TEST : Iconoclasts

Iconoclasts (Windows, Mac OS X, Linux, PlayStation 4, Vita)ICONOCLASTS
Windows, Mac OS X, Linux, PlayStation 4, Vita
Catégorie : action/aventure
Joueurs : 1
Développeur : Joakim Sandberg
Éditeur : Bifrost Entertainment
Date de sortie : 23/01/2018
Prix : 19,99 €
Site Officiel : http://playiconoclasts.com/
(testé sur PlayStation 4 et Vita via la magie du cross-buy, mais pas du cross-play)

Elle a quitté son village. Et ses parents. Et ses amis…

…mais pas pour suivre les oies sauvages au dessus de son pays. Je sais plus où j’avais lu ça mais à la sortie de la saga Millenium de Stieg Larsson, un critique disait que toute œuvre suédoise avait tendance à faire référence aux grands classiques nationaux que sont Super Blomkvist, Fifi Brindacier ou Nils Holgersson. Alors pour Millenium, c’est absolument vrai, c’est même pas dissimulé, le personnage masculin principal s’appelle Mickael Blomkvist et l’héroïne est petite, immensément riche et extrêmement forte, mais s’appelle Lisbeth Salander et pas Fifi Brindacier (Pippi Långstrump pour les puristes). Iconoclasts, dont on va enfin parler ici, est un jeu suédois, réalisé à l’aide des deux mains et des dix doigts de Joakim « Konjak » Sandberg, ce qui du coup lui a pris pratiquement dix ans ! Et en tant qu’œuvre suédoise, est-ce qu’on retrouve forcément du Astrid Lindgren dedans ? Ben je n’en sais rien, on va voir ça !

Iconoclasts, qu’est-ce que tu vois de là-haut ?

Joakim Sandberg aime son jeu, c’est évident vu le temps qu’il lui a consacré. Mais il l’aime aussi tellement qu’il a voulu directement lui donner une généalogie prestigieuse en citant Metroid et Wonder Boy comme références. Et pas n’importe quel Metroid, le Fusion (2002) – mon épisode favori, un petit podcast de trois heures est là pour faire foi – ni n’importe quel Wonder Boy, Monster World IV (1994) – celui avec une héroïne, donc. Et là forcément, on est face à un vrai problème, à un défi qu’on ne s’impose pas tout seul normalement, celui d’être à la hauteur et de ne pas passer pour un mythomane. Ça permet aussi de se passer de la définition du genre du jeu, car, et vous l’avez bien compris, Iconoclasts est « un jeu d’action/plateformes à progression non nécessairement linéaire », comme ses références.
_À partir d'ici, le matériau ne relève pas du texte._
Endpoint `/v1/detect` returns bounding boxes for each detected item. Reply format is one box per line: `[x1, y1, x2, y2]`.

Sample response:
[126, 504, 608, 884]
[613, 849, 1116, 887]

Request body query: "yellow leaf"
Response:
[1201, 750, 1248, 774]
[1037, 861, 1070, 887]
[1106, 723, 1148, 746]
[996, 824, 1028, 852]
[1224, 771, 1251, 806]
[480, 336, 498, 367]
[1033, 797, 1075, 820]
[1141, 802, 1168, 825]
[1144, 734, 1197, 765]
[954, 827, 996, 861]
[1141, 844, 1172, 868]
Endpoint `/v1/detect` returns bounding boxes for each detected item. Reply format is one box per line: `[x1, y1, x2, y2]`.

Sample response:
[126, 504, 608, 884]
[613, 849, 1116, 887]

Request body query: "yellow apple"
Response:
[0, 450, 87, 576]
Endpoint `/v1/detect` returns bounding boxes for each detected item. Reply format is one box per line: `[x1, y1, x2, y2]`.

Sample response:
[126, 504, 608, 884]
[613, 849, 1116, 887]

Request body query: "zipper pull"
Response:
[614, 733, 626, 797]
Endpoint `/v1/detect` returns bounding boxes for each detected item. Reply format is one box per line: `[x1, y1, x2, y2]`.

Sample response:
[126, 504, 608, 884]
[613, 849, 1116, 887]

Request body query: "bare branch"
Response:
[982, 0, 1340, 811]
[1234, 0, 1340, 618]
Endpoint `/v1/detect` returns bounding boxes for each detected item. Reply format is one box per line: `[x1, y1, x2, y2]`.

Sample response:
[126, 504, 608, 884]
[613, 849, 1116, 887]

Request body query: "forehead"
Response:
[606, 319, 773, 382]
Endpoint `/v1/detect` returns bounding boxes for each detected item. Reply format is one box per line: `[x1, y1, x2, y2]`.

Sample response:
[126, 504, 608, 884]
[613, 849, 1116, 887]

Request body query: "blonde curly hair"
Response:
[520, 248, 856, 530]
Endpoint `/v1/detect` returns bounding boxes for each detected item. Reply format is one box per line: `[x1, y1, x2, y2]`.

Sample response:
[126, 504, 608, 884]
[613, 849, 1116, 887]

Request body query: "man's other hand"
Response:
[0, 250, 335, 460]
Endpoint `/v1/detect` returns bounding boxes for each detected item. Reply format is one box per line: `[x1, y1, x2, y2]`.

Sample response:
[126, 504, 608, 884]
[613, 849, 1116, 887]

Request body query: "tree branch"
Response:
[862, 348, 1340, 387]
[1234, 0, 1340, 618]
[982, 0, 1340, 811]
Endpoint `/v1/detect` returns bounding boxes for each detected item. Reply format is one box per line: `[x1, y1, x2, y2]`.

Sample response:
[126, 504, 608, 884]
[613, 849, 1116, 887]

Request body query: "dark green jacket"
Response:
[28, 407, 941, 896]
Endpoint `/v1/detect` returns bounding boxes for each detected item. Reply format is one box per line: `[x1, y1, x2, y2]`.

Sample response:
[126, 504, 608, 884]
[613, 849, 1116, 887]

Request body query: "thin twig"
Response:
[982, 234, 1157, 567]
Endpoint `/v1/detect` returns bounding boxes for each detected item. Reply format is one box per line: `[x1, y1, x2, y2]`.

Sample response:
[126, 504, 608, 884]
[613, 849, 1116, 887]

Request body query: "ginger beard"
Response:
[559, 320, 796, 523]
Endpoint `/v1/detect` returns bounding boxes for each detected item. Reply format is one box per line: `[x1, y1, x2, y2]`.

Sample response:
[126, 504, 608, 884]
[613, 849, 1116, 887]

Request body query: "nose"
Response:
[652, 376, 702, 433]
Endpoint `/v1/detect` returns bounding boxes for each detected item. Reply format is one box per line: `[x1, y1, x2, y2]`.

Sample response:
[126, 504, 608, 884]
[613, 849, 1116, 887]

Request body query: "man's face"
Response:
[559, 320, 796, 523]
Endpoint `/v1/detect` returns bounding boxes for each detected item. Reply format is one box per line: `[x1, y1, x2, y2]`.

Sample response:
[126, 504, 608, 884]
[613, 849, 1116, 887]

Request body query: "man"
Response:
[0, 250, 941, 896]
De sa maman de chez Nintendo, il a une progression au sein du monde du jeu qui est moins basée sur l’obtention de nouveaux outils/nouvelles clefs que sur les rebondissements du scénario. C’est assez souvent sur la base de faits extérieurs à votre propre progression que vous allez vous retrouver dans un environnement donné. Environnement au sein duquel votre progression sera elle non linéaire. Et c’est aussi bien fait que dans Metroid Fusion, peut-être même mieux et plus agréable, tout comme l’accrochage automatique au bord des plateformes. En fait, la progression est plutôt centrée sur l’utilisation permanente d’une trousse à outils limitée mais qui permet de nombreuses combinaisons pour résoudre des séquences de plateformes bien pensées, faisant autant appel à votre réflexion et votre observation qu’à votre sens du rythme.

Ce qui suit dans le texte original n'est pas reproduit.